2. **Subtract This Power of 2 from 10:**
- \(10 - 8 = 2\)
- Now, you need to represent 2 in binary.
3. **Find the Largest Power of 2 Less Than or Equal to 2:**
- The powers of 2 are: \(2^0 = 1\), \(2^1 = 2\)
- The largest power of 2 less than or equal to 2 is \(2^1 = 2\).
4. **Subtract This Power of 2 from 2:**
- \(2 - 2 = 0\)
- The remainder is 0, so you’re done with the conversion.
5. **Write the Binary Representation:**
- To write the binary representation, you place 1s in the positions corresponding to the powers of 2 used, and 0s in the positions not used.

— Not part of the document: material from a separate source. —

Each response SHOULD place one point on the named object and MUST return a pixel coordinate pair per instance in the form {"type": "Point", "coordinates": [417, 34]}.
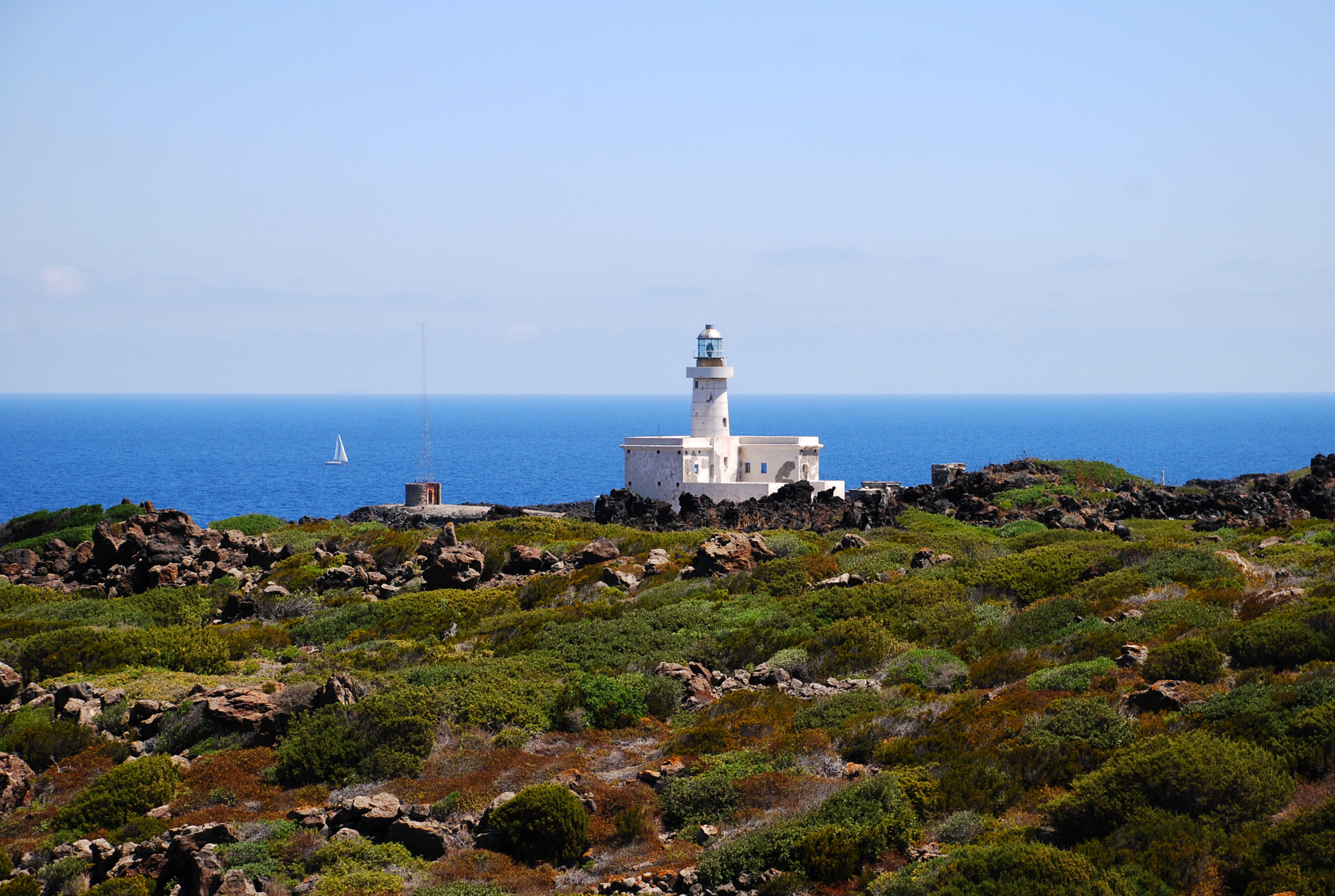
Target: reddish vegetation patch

For 10, the positions are \(2^3\) and \(2^1\):
- \(2^3\) (8) → 1
- \(2^2\) (4) → 0
- \(2^1\) (2) → 1
- \(2^0\) (1) → 0
- Therefore, 10 in binary is written as \(1010_2\), where the subscript \(2\) indicates that this number is in base-2.
So, the binary representation of the decimal number 10 is \(1010\).